According to Radar, experts are worried about unintended consequences for the economy. For example, people with interest-only mortgages may avoid moving in order to keep their current terms, stalling the flow in the housing market. Homeowners may also be able to borrow less for renovations, with consequences for sustainability efforts and the construction sector.
According to the homeowners' association, VEH, around 2.5 million homeowners have interest-only mortgages. The VEH warns that many of these homeowners will get into trouble when they try to refinance the mortgage that they have paid without problems for years, and are suddenly faced with a higher monthly payment because the interest-only portion is smaller.
“Banks want to protect their balance sheets, but this must not come at the expense of consumer protection,” said Cindy Kremer of VEH. “People who can easily afford their mortgages get stuck because some banks leave little room for customization, and that undermines housing security.” The association urged banks to communicate more clearly about the changes they are making and allow for customization per customer.
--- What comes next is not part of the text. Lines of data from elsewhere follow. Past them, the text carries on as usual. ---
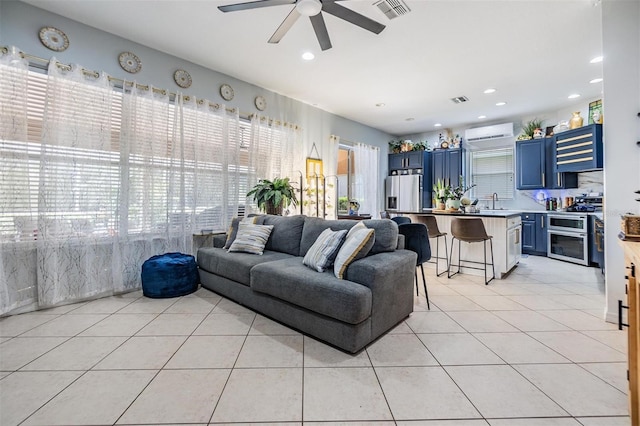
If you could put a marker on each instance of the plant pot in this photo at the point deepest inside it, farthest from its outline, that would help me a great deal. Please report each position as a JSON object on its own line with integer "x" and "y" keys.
{"x": 453, "y": 204}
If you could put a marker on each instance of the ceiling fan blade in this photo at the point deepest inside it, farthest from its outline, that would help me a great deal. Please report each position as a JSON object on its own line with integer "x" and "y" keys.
{"x": 321, "y": 31}
{"x": 254, "y": 5}
{"x": 349, "y": 15}
{"x": 286, "y": 25}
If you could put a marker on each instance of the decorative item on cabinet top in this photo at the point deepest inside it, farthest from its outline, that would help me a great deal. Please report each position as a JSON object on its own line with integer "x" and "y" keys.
{"x": 53, "y": 39}
{"x": 182, "y": 78}
{"x": 226, "y": 91}
{"x": 130, "y": 62}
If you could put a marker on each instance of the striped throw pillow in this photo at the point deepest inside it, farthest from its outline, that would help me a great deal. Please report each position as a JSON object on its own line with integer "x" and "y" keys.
{"x": 322, "y": 253}
{"x": 251, "y": 238}
{"x": 357, "y": 245}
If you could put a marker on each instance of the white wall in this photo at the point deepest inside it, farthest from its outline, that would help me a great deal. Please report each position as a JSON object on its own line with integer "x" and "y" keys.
{"x": 621, "y": 47}
{"x": 99, "y": 50}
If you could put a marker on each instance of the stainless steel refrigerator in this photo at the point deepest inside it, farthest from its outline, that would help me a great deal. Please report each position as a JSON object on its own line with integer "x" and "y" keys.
{"x": 404, "y": 193}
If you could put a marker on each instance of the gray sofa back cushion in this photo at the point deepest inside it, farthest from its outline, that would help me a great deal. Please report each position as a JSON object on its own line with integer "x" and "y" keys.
{"x": 286, "y": 234}
{"x": 386, "y": 232}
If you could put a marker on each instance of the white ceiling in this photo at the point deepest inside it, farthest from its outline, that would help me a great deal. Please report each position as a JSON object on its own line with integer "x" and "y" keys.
{"x": 535, "y": 53}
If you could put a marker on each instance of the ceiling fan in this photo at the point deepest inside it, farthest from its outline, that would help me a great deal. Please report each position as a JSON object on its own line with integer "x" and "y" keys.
{"x": 312, "y": 9}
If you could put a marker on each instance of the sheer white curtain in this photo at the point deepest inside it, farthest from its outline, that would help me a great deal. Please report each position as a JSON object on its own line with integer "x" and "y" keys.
{"x": 271, "y": 151}
{"x": 17, "y": 166}
{"x": 366, "y": 165}
{"x": 78, "y": 187}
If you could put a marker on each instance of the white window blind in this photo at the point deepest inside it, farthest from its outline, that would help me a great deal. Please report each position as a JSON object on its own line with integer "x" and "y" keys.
{"x": 492, "y": 171}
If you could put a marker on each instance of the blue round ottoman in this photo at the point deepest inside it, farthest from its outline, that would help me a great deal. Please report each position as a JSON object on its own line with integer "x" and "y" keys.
{"x": 169, "y": 275}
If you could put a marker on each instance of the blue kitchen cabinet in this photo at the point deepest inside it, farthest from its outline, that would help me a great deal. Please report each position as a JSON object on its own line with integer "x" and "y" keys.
{"x": 446, "y": 165}
{"x": 579, "y": 150}
{"x": 406, "y": 160}
{"x": 530, "y": 164}
{"x": 534, "y": 233}
{"x": 536, "y": 166}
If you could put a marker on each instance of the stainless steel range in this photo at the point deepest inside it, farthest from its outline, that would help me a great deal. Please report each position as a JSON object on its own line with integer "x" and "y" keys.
{"x": 568, "y": 233}
{"x": 567, "y": 237}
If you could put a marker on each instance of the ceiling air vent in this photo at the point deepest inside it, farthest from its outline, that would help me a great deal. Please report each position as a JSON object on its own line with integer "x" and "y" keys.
{"x": 459, "y": 99}
{"x": 392, "y": 8}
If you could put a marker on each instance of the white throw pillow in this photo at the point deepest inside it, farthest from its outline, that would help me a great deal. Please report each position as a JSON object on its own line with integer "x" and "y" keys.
{"x": 251, "y": 238}
{"x": 357, "y": 245}
{"x": 322, "y": 253}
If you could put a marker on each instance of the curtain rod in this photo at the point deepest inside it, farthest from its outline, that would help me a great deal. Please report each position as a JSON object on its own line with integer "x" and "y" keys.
{"x": 45, "y": 62}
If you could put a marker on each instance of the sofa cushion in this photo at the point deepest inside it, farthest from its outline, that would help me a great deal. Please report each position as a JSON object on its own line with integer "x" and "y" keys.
{"x": 233, "y": 228}
{"x": 286, "y": 234}
{"x": 357, "y": 245}
{"x": 291, "y": 281}
{"x": 251, "y": 238}
{"x": 386, "y": 235}
{"x": 234, "y": 266}
{"x": 323, "y": 252}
The Ministry of Finance told Radar that it understands the concerns, but stressed that banks must ensure that they loan responsibly. “Because many people face a lower income after retirement, mortgage lenders must assess not only whether the mortgage is financially responsible now, but also after retirement,” the Ministry said. It added that many homeowners will lose their mortgage interest deduction in 2031 and the years thereafter, meaning that net mortgage costs will increase while their ability to pay them decreases.
“Mortgage providers and advisors must prioritize customer interests and treat their customers with care. They must continue to approach customers with interest-only mortgages to identify potential affordability risks at the end of the interest-only term and to provide customers with insight into their various options,” the Ministry said.